We accept any contributions that make ER easier to use, or help to support a wider set of tools. Since ER gets more effective the more profilers we support, these contributions are especially desired. If you want to use ER with some new benchmarking or power consumption profiler, consider writing a plugin for us and submitting it as a PR!
Did you find a bug during your time with ER? Letting us know could improve things for everyone! We are a small team with limited hardware to test ER on. Bug reports from our users can help us to make ER more platform agnostic, and allows us to leverage the power of the community.
Before submitting a report, check in the issues tab if a similar point has been raised before. Your issue might already be known.
- A description of the bug in your own words, describe what behavior you expected and what the result was.
- The configuration of ER you were using, any plugins, and relevant parts of your RunnerConfig.py file.
- If the output included an error, please include a copy from the terminal or log file.
- The python version, and versions of any other relevant software dependencies.
- The operating system and hardware used.
If you also had the time and resources to fix this bug, we greatly appreciate this. In this case a single PR can be submitted including both the bug you found and an overview of your proposed fix. When creating a fix for ER, consider how platform independent the proposal is.
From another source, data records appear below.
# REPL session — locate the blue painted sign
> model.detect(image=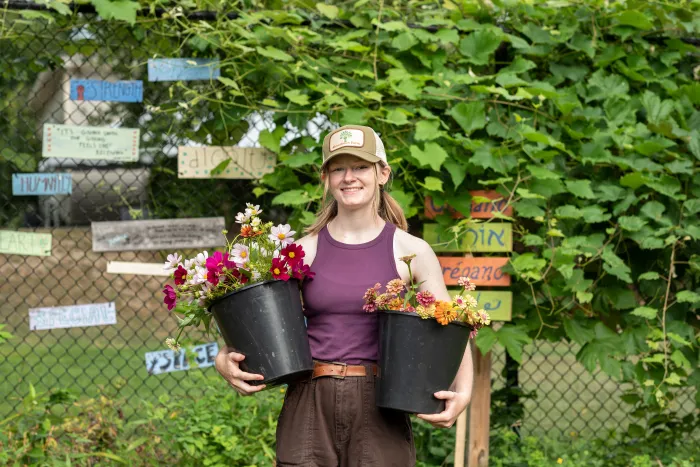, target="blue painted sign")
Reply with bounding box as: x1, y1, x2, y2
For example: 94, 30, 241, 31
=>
12, 173, 73, 196
70, 79, 143, 102
148, 58, 221, 81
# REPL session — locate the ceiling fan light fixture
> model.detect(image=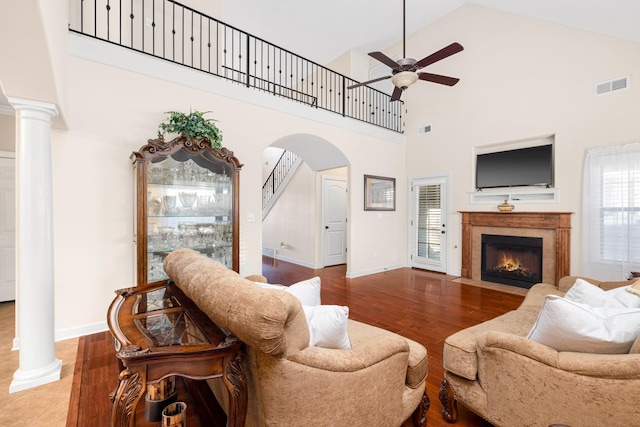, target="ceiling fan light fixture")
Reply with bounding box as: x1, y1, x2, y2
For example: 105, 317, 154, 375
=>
391, 71, 418, 89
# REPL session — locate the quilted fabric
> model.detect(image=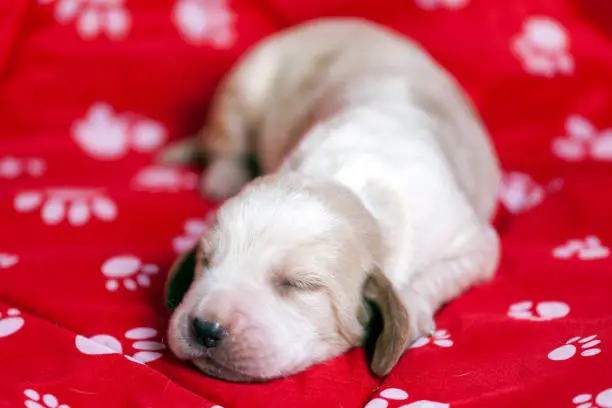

Our goal with ER is to support as many platforms and tools as possible, fixes should also adhere to this.
- An overview of the bug as previously described.
- A short description of your proposed fix.
- Any additional dependencies required.
Thanks for making an addition to ER! We have a few simple guidelines to streamline the processes. Most additions will be possible through the plugins system that we have, which defines an interface for modular components. Additions to the engine and core functionality are also possible, but pose a larger challenge as they must be platform agnostic where possible.
- Plugins should abstract a single tool, if you need more than one utility consider making two plugins.
- Plugins should attempt to use existing classes and constructs where possible, we provide abstract classes in the file DataSource.py.
- If you create a new plugin, it should include a example RunnerConfig.py to demonstrate how its used. Refer to the other examples, and include yours in the same directory.
- Examples should include a README describing the dependencies, and usage of the tool. Again refer to the other examples for references.
- Plugins are only required to support platforms the software tool or hardware they abstract supports.
- Changes to the engine, or other core functionality should maintain compatibility with existing features.
- Any changes to the core engine should be supported on Windows, Linux, and OSX.
If you are making any change or addition, tests can help to prove your submission meets our requirements. If you are adding complex functionality, we might additionally ask you to provide certain tests if we believe they are necessary to show reliability.
Tests should adhere to the following guidelines:
- All tests should be instantiated through python, which provides many convenient tools through the pytest and unittest libraries.
- Tests should be placed in the appropriate directory within the test folder.
- We prefer integration tests over unittests, as we feel they better emulate real usage and reach a larger portion of the code base.
- Focus on edge cases, and tests that show your changes are reliable and able to handle their intended ranges of values.
- Unittests, if used should, attempt to mock or emulate as little as possible to use as much of the code base as possible.